John Wilkinson of Blazer Wilkinson says he became interested in robotics a few years ago in response to labor shortages. He says the technology is still in the research and development phase, but he thinks it will ultimately become essential.

Hillary Thomas is research and technical director at farm conglomerate Naturipe. She says companies working on strawberry-picking robots have made big strides in reducing rates of damage since Naturipe started testing robotic harvesting in operations in 2016. Naturipe works with robotics companies, including Traptic and Harvest CROO Robotics, and she says each company can now reliably pick marketable fruit that meets company quality specifications.

 

Factors such as the cost of these machines and their output will determine whether the robots replace farm workers, but Thomas said there’s no longer any question that robots can overcome challenges to successfully harvest strawberries.

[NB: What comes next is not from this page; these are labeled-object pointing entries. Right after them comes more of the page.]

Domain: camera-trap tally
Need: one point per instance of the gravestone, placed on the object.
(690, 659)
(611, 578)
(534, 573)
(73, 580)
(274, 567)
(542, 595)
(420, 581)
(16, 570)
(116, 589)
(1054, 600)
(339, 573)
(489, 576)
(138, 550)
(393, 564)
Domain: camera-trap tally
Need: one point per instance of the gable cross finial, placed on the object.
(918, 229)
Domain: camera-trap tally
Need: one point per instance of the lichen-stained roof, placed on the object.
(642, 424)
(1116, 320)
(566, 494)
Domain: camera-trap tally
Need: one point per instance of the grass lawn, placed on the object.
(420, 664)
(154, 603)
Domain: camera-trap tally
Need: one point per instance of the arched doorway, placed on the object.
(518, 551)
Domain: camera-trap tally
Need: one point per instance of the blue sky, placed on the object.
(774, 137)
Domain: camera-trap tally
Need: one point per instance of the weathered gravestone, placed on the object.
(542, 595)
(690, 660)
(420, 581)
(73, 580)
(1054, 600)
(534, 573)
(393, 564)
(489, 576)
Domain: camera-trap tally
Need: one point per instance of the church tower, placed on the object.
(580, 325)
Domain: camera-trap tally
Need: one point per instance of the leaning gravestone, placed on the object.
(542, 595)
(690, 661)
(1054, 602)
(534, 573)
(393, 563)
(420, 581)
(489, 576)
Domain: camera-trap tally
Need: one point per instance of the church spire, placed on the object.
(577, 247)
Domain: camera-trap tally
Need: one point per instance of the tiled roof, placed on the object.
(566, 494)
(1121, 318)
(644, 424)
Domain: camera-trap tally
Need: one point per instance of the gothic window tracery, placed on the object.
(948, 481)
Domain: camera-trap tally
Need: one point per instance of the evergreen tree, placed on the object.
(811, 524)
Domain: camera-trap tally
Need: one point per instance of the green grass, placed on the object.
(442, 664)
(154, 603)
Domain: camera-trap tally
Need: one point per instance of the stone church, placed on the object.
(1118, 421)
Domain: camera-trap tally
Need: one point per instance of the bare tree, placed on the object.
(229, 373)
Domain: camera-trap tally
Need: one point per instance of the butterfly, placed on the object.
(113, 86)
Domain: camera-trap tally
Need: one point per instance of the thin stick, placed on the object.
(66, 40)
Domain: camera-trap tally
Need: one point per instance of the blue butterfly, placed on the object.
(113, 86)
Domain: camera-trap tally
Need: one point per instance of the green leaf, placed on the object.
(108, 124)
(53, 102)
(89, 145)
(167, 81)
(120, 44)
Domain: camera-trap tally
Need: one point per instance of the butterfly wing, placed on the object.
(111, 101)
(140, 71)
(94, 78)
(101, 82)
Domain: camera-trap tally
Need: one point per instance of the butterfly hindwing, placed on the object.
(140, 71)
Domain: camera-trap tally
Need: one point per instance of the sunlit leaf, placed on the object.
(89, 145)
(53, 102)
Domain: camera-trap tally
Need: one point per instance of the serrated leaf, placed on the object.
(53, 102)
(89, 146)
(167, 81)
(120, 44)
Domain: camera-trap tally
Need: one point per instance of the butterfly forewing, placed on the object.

Whether robots are adopted by growers in the fields of California will come down to the cost per pound of delivering berries to consumers.

 

Thomas says she can envision human-machine scenarios in which robots pick at night and people pack during the day. Grape harvesters in California fields already work alongside Burro robots. Robots are also being introduced to carry out other dedicated tasks on farms, like weeding, pruning, pollinating flowers, and painting fruit in UV light to protect it from mold or mildew.

 

Zhou, the Australian researcher, says that despite today’s shortcomings, the machines are improving. Recent advances signal that “soft robotics combined with deep learning algorithms might be the solution to the last mile of this fruit-harvesting challenge,” he says.